Kur’an’daki ayetlerde hikmet, Allah’a, Kur’an’a, peygamberlere ve diğer insanlara nispet edilerek geçmektedir. Ben insanlara nispet edilme kısmı üzerinde duracağım.
Hikmet kelime olarak alıkoymak, sakındırmak, engel olmak gibi anlamlara geliyor. Bu yüzden hikmet sahibi kimse sahip olduğu ilim ve akıl sayesinde doğru olana karar verebiliyor (isabet etme) ve haksız olan şeye engel olabiliyor. İslam’ın hikmet anlayışında sadece bilgi elde etme yoktur. Elde edilen bilginin gereğinin yerine getirilmesi yani amel de vardır. Benzer şekilde gaflet içinde yapılan iş, sahibine faydalı olsa bile onun hikmetine katkı yapmıyor.

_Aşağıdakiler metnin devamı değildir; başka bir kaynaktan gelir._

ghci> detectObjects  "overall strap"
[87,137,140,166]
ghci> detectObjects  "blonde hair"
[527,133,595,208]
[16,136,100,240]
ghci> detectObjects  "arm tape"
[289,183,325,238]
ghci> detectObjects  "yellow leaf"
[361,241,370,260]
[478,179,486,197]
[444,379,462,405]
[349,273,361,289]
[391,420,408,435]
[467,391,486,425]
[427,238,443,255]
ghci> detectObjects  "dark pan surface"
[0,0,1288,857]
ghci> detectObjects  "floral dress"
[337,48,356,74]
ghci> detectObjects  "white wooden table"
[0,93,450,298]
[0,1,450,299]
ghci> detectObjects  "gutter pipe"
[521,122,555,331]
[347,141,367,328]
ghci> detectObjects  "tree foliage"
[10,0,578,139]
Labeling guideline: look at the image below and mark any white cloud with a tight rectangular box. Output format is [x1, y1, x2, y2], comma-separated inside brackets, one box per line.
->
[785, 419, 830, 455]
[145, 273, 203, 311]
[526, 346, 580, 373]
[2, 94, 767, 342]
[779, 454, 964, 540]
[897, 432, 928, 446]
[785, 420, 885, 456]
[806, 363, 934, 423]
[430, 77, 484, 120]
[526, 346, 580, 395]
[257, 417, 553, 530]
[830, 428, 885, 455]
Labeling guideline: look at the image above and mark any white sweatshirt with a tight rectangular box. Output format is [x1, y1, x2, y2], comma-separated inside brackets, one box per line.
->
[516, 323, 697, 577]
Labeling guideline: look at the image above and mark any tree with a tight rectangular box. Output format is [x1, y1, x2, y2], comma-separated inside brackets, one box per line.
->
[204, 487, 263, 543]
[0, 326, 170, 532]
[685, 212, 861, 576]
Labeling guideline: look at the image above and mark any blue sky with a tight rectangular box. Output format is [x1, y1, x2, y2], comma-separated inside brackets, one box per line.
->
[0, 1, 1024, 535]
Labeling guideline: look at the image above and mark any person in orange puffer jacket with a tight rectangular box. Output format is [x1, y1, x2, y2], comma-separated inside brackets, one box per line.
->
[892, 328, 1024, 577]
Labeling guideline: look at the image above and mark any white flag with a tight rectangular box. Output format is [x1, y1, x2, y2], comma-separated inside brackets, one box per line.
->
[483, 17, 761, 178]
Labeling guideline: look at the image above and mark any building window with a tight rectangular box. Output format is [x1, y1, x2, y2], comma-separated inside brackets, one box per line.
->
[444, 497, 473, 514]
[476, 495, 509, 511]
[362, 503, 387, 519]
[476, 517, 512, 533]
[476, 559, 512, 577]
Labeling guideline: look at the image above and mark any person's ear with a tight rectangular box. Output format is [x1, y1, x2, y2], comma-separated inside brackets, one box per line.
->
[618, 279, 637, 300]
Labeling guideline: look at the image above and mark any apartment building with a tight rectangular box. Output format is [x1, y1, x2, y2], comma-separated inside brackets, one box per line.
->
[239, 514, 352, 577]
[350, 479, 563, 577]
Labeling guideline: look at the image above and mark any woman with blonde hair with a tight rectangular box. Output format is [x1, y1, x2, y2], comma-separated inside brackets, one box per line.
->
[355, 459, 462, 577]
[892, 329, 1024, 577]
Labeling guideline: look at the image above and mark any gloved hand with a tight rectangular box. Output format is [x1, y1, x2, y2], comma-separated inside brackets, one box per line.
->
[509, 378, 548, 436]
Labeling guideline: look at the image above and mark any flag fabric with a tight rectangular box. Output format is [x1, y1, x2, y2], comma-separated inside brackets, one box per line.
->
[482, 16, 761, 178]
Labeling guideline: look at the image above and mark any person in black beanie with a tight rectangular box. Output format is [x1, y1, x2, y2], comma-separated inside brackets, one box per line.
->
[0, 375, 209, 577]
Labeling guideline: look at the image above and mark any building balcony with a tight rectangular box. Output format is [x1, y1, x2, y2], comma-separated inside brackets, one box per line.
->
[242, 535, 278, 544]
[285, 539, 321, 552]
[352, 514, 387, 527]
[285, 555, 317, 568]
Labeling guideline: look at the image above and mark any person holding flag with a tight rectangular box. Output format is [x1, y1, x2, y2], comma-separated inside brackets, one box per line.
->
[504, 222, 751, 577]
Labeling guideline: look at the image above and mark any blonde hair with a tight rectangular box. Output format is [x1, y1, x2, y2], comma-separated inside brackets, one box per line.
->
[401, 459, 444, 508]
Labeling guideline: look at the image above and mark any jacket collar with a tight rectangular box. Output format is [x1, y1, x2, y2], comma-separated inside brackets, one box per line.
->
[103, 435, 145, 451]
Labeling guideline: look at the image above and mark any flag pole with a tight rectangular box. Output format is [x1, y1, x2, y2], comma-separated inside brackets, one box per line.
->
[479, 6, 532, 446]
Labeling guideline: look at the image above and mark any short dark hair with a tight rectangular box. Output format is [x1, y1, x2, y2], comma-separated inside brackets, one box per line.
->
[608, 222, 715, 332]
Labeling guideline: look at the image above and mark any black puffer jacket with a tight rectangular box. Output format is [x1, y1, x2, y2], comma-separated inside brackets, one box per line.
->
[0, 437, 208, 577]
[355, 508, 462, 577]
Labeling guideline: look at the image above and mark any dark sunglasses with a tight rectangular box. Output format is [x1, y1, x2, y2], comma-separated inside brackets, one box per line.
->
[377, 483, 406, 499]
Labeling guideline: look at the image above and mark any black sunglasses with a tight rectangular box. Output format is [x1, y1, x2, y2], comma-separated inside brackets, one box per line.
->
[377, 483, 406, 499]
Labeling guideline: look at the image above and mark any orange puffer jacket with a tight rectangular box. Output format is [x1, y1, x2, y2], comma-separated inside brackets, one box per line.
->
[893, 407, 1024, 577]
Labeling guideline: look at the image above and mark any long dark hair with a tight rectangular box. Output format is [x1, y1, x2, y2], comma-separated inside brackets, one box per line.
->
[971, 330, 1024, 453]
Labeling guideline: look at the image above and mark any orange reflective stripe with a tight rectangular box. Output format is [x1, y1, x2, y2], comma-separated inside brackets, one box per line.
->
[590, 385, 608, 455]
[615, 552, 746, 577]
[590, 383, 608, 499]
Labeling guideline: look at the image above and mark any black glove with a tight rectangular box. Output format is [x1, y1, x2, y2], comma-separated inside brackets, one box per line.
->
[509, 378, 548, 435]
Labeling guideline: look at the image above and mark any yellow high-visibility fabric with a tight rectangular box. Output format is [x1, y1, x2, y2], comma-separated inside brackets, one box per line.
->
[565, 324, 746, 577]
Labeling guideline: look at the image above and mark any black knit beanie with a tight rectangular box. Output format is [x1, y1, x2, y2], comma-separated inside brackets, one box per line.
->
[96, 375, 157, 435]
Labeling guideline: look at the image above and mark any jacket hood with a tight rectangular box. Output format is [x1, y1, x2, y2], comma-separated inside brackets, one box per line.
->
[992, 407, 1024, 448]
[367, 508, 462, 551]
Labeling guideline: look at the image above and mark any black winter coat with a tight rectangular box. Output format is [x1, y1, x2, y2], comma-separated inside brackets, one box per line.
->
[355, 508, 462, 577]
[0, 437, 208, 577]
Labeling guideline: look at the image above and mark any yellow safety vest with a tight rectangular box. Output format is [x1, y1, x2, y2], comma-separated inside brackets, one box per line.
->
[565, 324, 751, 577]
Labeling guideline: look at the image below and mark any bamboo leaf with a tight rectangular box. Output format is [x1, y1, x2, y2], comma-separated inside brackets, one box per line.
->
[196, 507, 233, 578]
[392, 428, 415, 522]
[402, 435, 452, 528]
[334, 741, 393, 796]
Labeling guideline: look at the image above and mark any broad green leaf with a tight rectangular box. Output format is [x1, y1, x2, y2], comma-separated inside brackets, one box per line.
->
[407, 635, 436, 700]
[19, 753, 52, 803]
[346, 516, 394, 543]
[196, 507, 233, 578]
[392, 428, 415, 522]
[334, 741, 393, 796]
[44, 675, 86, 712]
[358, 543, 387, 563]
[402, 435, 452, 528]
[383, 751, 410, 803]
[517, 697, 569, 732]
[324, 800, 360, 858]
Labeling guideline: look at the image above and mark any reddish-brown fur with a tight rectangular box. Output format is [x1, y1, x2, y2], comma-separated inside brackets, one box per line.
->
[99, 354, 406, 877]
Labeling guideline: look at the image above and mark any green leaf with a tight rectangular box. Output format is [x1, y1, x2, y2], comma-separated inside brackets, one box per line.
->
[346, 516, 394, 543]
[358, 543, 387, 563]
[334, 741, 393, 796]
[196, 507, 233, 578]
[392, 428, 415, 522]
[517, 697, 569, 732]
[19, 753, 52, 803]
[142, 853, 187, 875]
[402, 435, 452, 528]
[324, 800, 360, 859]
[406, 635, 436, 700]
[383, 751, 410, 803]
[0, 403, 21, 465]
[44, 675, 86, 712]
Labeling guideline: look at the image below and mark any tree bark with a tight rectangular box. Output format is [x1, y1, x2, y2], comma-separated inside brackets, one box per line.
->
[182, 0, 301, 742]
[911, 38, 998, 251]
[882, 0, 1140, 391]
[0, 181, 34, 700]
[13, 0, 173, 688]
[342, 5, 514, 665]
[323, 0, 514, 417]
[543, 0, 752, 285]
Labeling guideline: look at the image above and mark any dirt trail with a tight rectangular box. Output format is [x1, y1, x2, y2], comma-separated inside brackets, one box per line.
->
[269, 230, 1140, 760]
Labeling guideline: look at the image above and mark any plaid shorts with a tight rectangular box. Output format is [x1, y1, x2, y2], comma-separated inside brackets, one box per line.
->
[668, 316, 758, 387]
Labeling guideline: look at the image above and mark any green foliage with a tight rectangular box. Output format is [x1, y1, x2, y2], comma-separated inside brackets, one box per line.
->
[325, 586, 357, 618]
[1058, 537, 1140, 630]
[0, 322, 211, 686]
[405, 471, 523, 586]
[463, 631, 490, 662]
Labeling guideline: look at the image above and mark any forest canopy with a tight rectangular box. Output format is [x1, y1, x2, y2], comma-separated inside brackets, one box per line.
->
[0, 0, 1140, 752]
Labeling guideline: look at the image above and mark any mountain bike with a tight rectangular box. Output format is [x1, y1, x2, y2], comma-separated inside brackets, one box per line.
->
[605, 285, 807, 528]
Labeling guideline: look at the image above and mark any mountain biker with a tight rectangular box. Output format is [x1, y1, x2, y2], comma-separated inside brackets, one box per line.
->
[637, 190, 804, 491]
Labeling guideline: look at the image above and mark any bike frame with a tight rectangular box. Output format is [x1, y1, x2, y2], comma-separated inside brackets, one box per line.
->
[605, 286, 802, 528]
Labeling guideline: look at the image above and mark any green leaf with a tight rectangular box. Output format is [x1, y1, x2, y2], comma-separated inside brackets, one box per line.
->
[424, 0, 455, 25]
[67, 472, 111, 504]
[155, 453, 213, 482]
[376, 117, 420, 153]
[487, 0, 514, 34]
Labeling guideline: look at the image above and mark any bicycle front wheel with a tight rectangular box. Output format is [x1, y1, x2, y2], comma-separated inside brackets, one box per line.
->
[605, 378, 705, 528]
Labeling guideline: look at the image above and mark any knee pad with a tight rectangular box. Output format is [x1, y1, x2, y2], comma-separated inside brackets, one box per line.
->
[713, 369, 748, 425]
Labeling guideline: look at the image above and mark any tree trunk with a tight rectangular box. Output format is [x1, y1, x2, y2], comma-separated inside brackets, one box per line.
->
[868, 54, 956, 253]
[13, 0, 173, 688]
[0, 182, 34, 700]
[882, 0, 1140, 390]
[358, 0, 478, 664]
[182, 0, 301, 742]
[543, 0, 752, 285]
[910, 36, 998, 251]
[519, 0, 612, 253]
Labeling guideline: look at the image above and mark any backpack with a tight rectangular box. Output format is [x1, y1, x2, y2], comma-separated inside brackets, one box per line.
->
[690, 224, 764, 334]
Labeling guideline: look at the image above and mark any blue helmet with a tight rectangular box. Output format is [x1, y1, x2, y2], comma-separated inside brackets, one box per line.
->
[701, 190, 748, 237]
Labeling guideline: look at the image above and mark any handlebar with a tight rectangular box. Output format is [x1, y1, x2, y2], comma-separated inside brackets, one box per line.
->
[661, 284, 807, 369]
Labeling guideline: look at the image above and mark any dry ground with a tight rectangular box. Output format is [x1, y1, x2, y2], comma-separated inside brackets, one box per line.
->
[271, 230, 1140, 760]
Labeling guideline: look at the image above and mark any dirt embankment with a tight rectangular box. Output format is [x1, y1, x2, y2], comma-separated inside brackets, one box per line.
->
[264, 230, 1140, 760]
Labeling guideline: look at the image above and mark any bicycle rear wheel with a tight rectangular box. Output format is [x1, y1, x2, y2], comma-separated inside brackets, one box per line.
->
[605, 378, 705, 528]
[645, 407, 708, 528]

Bazı alimlerin hoşuma giden hikmet açıklamaları oldu.
Bursevi’ye göre Bakara 269. ayette geçen hikmet; Kur’an’da geçen öğütler, onları bilip hayatında uygulamak anlamına gelir. Allah’ın hikmeti vermesi ise, o öğütleri açıklaması, onların öğrenilip uygulanması hususunda yardımı anlamına gelir. Taberi’ye göre hikmetten maksat davranışlarda isabetli olmaktır. Davranışlarında isabetli olan, bilinmesi icap edeni bilendir, Allah’tan korkandır, fakihtir, alimdir. Yani bu ayete göre Allah, dilediğine sözde ve fiilde doğru isabeti verir. Ve Allah kime bunları vermişse birçok hayır vermiştir. Mevdudi’ye göre buradaki hikmet, neyin doğru neyin yanlış olduğunu ayırmaya yarayan bilgidir. Hikmet sahibi kimse serveti ile övünüp her zaman daha fazla kazanmaya çalışmak yerine kendi gerekli ihtiyaçlarını karşıladıktan sonra müsriflik ve cimrilik yapmadan servetinden infakta bulunur. Bu ayet önceki ve sonraki ayetler ile birlikte okunduğunda infak etmenin önemi daha iyi anlaşılır.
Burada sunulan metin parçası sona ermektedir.